Nora picked it up carefully.
The first page was filled with frantic handwriting—letters jagged, ink smeared.
"If you find this, turn back.
Level Zero wasn't the beginning.
It was the last warning."
Another deep groan rolled through the chamber.
Kael scanned the shadows. "Nora… read faster."
She flipped the page.
The next line froze her blood.
"It swims in silence.
It climbs when hungry.
And it can smell fear the way we smell smoke."
Rian swallowed hard. "What the hell are they talking about…?"
A metallic clang rang out above them.
Nora snapped her head up.
Clinging to the underside of the walkway, limbs splayed like a grotesque spider, was the creature from the vents—the shadow-limbed monster that had chased them earlier.
Its head twisted toward them, joints bending at unnatural angles.
It dropped silently onto the platform, water dripping from its form.
Kael stepped forward, weapon raised. "Get behind me."
The monster lunged—
And the water behind it exploded upward.
The other creature—the massive one beneath the surface—shot out of the water with a roar that shook the chamber walls. Massive jaws clamped down on the shadow creature mid-air, crushing it like brittle glass.
The shadow monster shrieked once—then vanished into the depths as the larger beast dragged it under.
The water rippled…
then went still.
Nora stared in stunned silence. "It just saved us."
Rian shook his head. "No… it didn't even notice us.
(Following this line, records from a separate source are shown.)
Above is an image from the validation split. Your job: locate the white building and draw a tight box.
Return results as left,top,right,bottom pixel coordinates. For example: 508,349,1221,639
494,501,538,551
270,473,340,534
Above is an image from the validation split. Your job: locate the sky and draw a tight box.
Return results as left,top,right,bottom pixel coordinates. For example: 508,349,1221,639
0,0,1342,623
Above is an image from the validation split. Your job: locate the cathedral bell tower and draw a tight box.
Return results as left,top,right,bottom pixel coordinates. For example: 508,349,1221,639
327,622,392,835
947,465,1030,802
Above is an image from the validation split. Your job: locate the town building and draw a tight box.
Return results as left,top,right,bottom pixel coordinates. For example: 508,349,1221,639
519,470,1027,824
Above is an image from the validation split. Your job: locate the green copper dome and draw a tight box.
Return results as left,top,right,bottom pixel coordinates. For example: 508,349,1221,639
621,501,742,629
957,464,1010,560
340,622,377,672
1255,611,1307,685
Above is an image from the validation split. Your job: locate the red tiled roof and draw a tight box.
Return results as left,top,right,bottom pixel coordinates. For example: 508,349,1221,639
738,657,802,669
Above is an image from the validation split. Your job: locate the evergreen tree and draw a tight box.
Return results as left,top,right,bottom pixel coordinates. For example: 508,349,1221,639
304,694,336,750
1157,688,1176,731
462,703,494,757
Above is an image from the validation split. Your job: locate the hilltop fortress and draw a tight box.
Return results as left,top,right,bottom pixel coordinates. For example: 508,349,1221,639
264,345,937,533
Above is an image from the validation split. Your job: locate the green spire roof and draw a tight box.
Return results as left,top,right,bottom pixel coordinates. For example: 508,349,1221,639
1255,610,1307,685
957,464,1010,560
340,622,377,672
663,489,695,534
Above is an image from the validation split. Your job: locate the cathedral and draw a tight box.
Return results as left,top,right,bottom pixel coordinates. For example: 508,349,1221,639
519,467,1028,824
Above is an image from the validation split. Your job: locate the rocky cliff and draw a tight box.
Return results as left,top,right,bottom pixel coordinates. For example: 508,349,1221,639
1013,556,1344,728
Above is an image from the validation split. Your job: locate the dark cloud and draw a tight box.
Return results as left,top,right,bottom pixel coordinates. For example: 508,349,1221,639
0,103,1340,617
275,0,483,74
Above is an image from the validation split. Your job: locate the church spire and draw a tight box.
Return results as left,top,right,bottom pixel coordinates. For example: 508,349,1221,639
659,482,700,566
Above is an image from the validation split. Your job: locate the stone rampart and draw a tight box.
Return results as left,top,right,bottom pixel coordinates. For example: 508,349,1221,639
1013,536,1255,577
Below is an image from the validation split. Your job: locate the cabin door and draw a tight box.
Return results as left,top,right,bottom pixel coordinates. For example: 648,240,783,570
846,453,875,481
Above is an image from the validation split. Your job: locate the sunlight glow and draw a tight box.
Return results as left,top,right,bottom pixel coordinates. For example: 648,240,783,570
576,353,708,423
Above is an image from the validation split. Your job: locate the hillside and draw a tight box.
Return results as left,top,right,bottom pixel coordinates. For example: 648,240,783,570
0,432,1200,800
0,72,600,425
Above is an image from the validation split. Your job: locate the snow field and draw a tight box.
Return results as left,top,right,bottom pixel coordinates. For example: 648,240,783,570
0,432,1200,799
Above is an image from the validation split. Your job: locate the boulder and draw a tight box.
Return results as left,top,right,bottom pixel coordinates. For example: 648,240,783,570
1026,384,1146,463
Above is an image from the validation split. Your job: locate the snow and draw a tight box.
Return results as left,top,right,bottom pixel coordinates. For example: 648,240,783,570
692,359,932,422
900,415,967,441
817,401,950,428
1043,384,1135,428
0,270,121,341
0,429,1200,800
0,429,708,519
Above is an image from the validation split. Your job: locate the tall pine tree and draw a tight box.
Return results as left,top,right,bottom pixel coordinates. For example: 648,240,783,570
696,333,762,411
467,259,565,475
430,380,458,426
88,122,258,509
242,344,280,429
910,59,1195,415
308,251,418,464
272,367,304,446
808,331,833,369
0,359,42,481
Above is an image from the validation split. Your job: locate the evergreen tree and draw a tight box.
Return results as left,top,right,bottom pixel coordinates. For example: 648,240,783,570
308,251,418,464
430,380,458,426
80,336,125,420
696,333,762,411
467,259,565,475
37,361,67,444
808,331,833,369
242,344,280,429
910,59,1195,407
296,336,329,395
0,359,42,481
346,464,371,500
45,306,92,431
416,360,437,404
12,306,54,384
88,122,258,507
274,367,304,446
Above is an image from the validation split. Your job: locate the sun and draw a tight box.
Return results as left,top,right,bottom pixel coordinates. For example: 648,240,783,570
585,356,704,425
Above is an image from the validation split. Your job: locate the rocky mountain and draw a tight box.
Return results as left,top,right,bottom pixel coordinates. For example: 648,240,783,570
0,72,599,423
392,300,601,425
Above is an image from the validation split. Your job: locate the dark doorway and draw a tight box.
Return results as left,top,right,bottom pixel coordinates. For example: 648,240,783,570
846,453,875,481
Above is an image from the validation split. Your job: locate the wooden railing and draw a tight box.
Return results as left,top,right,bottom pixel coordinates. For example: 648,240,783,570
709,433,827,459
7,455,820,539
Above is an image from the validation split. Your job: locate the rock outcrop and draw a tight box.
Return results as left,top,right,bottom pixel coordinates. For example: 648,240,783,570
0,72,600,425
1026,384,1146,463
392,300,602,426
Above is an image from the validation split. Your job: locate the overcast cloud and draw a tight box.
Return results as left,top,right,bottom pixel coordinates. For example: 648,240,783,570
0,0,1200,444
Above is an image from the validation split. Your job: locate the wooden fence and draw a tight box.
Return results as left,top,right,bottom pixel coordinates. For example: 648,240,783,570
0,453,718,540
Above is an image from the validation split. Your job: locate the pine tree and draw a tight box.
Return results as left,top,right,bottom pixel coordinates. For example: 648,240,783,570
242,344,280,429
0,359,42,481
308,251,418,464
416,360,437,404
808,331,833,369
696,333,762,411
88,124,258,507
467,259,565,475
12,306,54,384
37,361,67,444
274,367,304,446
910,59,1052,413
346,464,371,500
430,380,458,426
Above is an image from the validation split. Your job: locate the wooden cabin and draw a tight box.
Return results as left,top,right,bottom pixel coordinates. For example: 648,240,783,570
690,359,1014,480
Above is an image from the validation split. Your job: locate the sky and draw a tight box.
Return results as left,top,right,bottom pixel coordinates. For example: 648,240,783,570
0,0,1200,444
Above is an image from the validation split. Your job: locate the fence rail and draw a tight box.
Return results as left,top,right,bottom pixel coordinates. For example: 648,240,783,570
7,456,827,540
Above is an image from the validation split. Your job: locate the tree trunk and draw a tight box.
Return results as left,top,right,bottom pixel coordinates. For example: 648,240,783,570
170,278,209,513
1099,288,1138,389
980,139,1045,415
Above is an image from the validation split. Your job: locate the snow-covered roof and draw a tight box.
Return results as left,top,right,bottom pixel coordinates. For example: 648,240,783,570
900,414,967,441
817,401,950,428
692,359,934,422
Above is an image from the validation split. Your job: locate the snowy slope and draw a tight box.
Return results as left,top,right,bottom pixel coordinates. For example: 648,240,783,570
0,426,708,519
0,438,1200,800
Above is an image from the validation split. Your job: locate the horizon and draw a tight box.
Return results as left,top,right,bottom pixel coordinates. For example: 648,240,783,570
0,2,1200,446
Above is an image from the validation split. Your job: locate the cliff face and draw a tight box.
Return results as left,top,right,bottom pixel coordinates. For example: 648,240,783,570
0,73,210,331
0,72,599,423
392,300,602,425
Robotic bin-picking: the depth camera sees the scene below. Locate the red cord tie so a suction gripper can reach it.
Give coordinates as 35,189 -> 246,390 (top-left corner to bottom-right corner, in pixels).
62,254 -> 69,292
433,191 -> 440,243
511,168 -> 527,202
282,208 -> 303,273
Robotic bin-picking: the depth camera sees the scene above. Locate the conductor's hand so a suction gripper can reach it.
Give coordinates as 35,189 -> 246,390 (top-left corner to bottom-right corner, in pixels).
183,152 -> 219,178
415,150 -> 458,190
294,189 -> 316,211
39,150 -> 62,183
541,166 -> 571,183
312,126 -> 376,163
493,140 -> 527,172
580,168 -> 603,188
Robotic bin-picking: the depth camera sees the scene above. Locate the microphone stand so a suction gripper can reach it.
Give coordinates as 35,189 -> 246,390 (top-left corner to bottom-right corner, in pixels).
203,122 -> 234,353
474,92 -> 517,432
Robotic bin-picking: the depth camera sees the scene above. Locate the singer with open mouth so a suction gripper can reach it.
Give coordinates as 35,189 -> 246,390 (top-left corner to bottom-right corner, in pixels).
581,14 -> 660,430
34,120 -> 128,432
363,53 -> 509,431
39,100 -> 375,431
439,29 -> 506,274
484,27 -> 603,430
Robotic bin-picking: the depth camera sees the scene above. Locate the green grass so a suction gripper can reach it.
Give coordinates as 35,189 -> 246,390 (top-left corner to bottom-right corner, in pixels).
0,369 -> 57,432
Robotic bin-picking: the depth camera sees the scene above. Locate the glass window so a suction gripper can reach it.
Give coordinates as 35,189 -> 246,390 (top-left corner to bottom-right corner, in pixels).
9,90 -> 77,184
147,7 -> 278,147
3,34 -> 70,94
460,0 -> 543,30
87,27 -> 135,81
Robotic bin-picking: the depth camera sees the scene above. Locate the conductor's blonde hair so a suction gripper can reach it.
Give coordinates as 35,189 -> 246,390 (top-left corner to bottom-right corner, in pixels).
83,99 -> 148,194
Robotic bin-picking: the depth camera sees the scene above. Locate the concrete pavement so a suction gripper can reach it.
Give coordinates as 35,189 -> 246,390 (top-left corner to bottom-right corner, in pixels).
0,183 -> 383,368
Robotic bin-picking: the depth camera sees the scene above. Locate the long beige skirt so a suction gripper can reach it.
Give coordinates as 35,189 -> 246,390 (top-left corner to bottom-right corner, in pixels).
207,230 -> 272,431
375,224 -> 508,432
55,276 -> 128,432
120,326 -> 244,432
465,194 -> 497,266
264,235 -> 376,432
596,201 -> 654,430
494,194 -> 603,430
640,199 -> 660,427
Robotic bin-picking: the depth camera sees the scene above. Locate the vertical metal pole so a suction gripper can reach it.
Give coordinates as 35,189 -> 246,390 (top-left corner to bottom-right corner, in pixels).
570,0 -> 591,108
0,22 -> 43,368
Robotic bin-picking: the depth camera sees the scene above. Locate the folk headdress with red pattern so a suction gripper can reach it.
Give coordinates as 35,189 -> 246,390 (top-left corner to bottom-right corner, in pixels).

It just wanted the other thing."
Kael exhaled slowly. "Let's leave. Before it notices its next meal."
Nora tucked the trembling device into her pocket and stepped toward the next walkway leading deeper into the unknown.
The journal in her hand fluttered open on its own.
The final written words stared back at her:
"It's not the creatures you should fear.
It's the truth buried beneath them."
Nora swallowed.
"I think," she whispered, "we're about to find that truth."
The platform vibrated beneath them.
Lights flickered.
And a door at the far end slid open—inviting them deeper into a place no one was meant to see.